Couverture française
Chambre 17 | Chambre 17 | Francis Renaud
Editeur
Date de parution (France)
Pages

135

Couleur ?
Non
Langue

Français

Chambre 17

Chambre 17

Tony Hagopian, policier travaillant sur une enquête concernant un réseau illégal du darkweb, va trouver le journal intime du membre le plus pervers et puissant de ce sombre univers. Va alors débuter, pour lui, une aventure dans les confins du sordide...

L'AVIS :

« Chambre 17 » est écrit par Francis Renaud. L’homme est d’abord connu pour sa carrière au cinéma, notamment dans les polars d’Olivier Marchal, mais pas que. Ici, en tant que fans d’horreur, on a pu le voir jouer un père dégénéré dans « Aux yeux des vivants » de Julien Maury et Alexandre Bustillo. Bref, on pourrait épiloguer longtemps sur la filmographie du monsieur, mais ce n’est pas le sujet puisque nous sommes là pour parler d’un livre. Et si cette œuvre est sur « Horreur.com », vous vous doutez bien que c’est parce qu’il a à voir avec le genre. Ce récit, « Chambre 17 », est un journal intime de l’atroce et de la perversion.

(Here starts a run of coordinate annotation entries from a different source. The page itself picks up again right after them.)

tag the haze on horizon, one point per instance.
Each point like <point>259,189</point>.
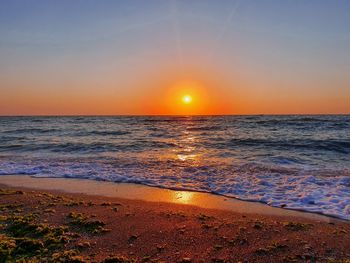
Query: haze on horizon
<point>140,57</point>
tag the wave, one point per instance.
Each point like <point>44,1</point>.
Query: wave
<point>301,189</point>
<point>340,146</point>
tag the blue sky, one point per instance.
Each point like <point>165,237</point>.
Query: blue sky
<point>264,56</point>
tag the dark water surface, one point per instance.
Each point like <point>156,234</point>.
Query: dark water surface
<point>302,162</point>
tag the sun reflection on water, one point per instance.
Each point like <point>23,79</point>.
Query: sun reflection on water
<point>182,197</point>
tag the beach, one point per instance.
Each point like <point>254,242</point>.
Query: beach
<point>48,223</point>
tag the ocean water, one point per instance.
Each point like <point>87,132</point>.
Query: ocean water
<point>297,162</point>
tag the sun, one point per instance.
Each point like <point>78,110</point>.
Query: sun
<point>187,99</point>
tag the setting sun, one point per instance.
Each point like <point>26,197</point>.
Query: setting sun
<point>187,99</point>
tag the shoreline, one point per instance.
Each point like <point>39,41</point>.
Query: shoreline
<point>56,226</point>
<point>141,192</point>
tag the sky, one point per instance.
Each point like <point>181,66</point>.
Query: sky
<point>140,57</point>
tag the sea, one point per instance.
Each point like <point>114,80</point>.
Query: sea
<point>297,162</point>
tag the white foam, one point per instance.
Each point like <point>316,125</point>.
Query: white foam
<point>303,190</point>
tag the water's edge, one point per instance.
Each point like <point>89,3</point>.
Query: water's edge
<point>135,191</point>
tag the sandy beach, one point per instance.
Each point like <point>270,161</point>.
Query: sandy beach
<point>72,226</point>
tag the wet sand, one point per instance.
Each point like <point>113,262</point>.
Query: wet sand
<point>165,226</point>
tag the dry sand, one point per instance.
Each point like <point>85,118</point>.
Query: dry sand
<point>124,230</point>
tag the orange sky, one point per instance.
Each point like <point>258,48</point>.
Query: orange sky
<point>136,59</point>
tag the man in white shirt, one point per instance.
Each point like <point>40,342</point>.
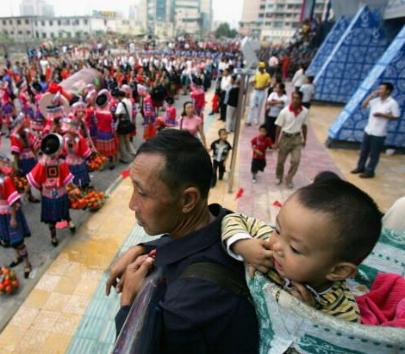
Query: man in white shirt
<point>291,137</point>
<point>383,108</point>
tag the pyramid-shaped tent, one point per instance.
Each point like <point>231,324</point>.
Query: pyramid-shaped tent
<point>359,48</point>
<point>327,46</point>
<point>350,124</point>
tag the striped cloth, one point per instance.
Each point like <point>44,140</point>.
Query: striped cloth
<point>337,301</point>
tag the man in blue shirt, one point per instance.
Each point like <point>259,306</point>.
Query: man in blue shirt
<point>171,177</point>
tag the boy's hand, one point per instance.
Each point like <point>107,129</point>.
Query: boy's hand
<point>255,252</point>
<point>302,293</point>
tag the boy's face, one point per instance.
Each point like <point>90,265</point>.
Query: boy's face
<point>303,244</point>
<point>223,135</point>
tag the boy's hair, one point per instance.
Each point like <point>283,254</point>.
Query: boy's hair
<point>221,130</point>
<point>356,217</point>
<point>263,126</point>
<point>388,85</point>
<point>325,176</point>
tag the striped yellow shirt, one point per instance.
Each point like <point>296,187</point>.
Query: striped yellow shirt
<point>337,301</point>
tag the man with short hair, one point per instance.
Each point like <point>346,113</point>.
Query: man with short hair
<point>261,82</point>
<point>291,137</point>
<point>171,177</point>
<point>383,108</point>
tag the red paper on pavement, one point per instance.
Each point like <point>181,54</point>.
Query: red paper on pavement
<point>125,174</point>
<point>239,193</point>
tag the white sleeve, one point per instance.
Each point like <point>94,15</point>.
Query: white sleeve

Dans le fond, ce livre pourrait se rapprocher du travail de Bret Easton Ellis avec son chef d’œuvre « American Psycho ». Tout comme l’œuvre culte d’Ellis, « Chambre 17 » raconte les travers pervers et malades d’un gosse de riche, un ancien banquier qui utilise son argent pour se payer l’impayable : la perversion sexuelle, de la nourriture humaine et… la mort. D’ailleurs, si Patrick Bateman était une représentation du capitalisme américain des années 80, Charles Vincent Bern alias Aleister Crowley peut se voir comme son pendant des années 2020. Utilisant de toutes les technologies et astuces qu’il a à sa disposition (internet, les bitcoins, le pseudonyme pour garder son anonymat…), Crowley va ainsi pouvoir « œuvrer » dans tous les registres de la criminalité. C’est ce qui saute aux yeux dans cet ouvrage : la multitude des thématiques abordées à travers les obsessions du personnage. Ainsi, rien ne nous est épargné et ce dans tous les domaines : le cannibalisme, la pédophilie, la prostitution, l’urophilie, le nazisme, l’extrémisme, les snuff movie ou encore le matricide (Crowley ayant clairement un complexe d’Œdipe à gérer)… Si les pires instincts de l’homme sont sondés et approfondis, l’auteur contrebalance ou amplifie avec des références culturelles plus ou moins contemporaines ou des données techniques et scientifiques précises. Cela rend le tout à la fois très riche et complètement dégénéré. Surtout lorsque les éléments historiques ou cryptiques viennent expliquer les raisons de tout ce carnage. Un carnage perpétré par Crowley, mais aussi par son réseau, une bande d’illuminés avec leurs propres croyances et leurs rites.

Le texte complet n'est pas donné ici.